If Aristotle were asked what place we should assign to patience, self-restraint, or forbearance − virtues that were not unknown to the Greeks − he would reply that they are the preconditions of any kind of virtue of character. They are what we would call ‘higher-order virtues’. But are these virtues not also acquired by habituation, by systematic training through the appropriate actions that condition the character of all human beings? The higher-order virtues are clearly not with us from birth, although some people seem to be more capable of patience, self-restraint, and forbearance than others, and differences in that respect manifest themselves from an early age. But the training in these dispositions does not consist in special exercises of habituation of the kind Aristotle presupposes in the case of courage, moderation, liberality etc., that have their special field of application: people have to learn how to cope with physical danger, temptation by physical appetite, or the request to assist others in money matters by specific forms of exercise or practice, and not just by growing up in a normal way.
Patience is, instead, required for any kind of interactions with other people, just as are self-restraint and forbearance. These universal virtues are not based on a special kind of habituation and training. And there is no point in comparing the patience of standing in the queue in the supermarket with the patience of dealing with a naughty child who is tired of staying indoors, or with the patience needed for carrying out all the many necessities of hygiene. There is, therefore, no point in looking for a standard that determines the right mean, excess or defect. These universal virtues are acquired, if they are acquired, by whatever activity humans engage in from early on. What child or adolescent has not heard the admonition to be more patient, to restrain themselves, and to treat others with more consideration? There are no special activities, though some ways of performing them are more suitable than others. Certain games allegedly are good training-grounds for patience and self-restraint.
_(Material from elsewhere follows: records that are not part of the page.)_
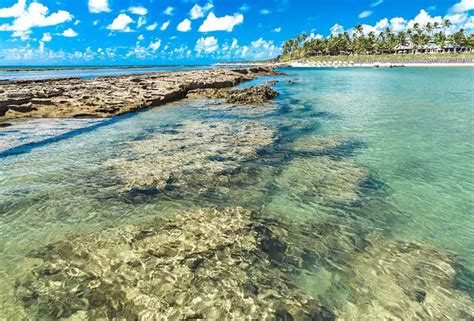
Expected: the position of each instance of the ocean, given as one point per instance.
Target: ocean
(364, 178)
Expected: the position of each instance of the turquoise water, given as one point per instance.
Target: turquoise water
(85, 72)
(383, 153)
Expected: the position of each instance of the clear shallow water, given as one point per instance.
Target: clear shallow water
(86, 73)
(380, 153)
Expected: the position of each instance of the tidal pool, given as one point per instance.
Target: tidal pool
(349, 197)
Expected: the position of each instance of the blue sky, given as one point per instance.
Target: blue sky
(193, 31)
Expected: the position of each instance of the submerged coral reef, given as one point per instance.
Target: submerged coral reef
(254, 95)
(405, 281)
(203, 264)
(195, 153)
(232, 264)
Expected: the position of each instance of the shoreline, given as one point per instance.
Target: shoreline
(112, 95)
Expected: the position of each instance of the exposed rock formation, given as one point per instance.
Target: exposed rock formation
(255, 95)
(106, 96)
Our present crisis no doubt requires all those universal kinds of virtues to a high degree. But what room is there for the particular kinds of virtues on Aristotle’s list? Apart from moderation, a virtue that largely concerns the individual’s self-comportment, all virtues of character on Aristotle’s list concern other people. Courage is, of course, displayed most of all by all those engaged in medical matters: doctors, nurses, laboratory assistants, paramedics and so on. Liberality, on a small as well as on a large scale, is called for to provide assistance to those around us whose material existence is in jeopardy. The politicians’ readiness to shoulder responsibility is especially needed these days; it is the virtue that Aristotle calls ‘greatness of spirit’. And there are, of course, the requirements of justice required by the law: obedience to the law is more important these days than it is under normal conditions. Last but not least, Aristotle’s so-called social virtues find their application in these necessarily unsociable circumstances: friendliness towards both friends and strangers, and truthfulness in one’s deportment are an important part of our delicate everyday dealings with others. Even the most outlandish-sounding of the Aristotelian virtues of character, ready wit, has its application. It is important not only to cheer up with a witty word those we are in contact with, but also to cheer ourselves up in our solitary confinement. It helps us to make the best of a situation that that none of us has ever encountered before, and – it is to be hoped – none of us will ever have to encounter again.
But above all, there is the need for patience, self-restraint, and forbearance. As the weeks go by, the need to display virtues of all kinds is no doubt irksome. But it may help to reflect on their nature: where we get them from, how they manifest themselves, and what role they play in our lives, both under normal circumstances and under the extraordinary circumstances we find ourselves in now, in the time of Corona.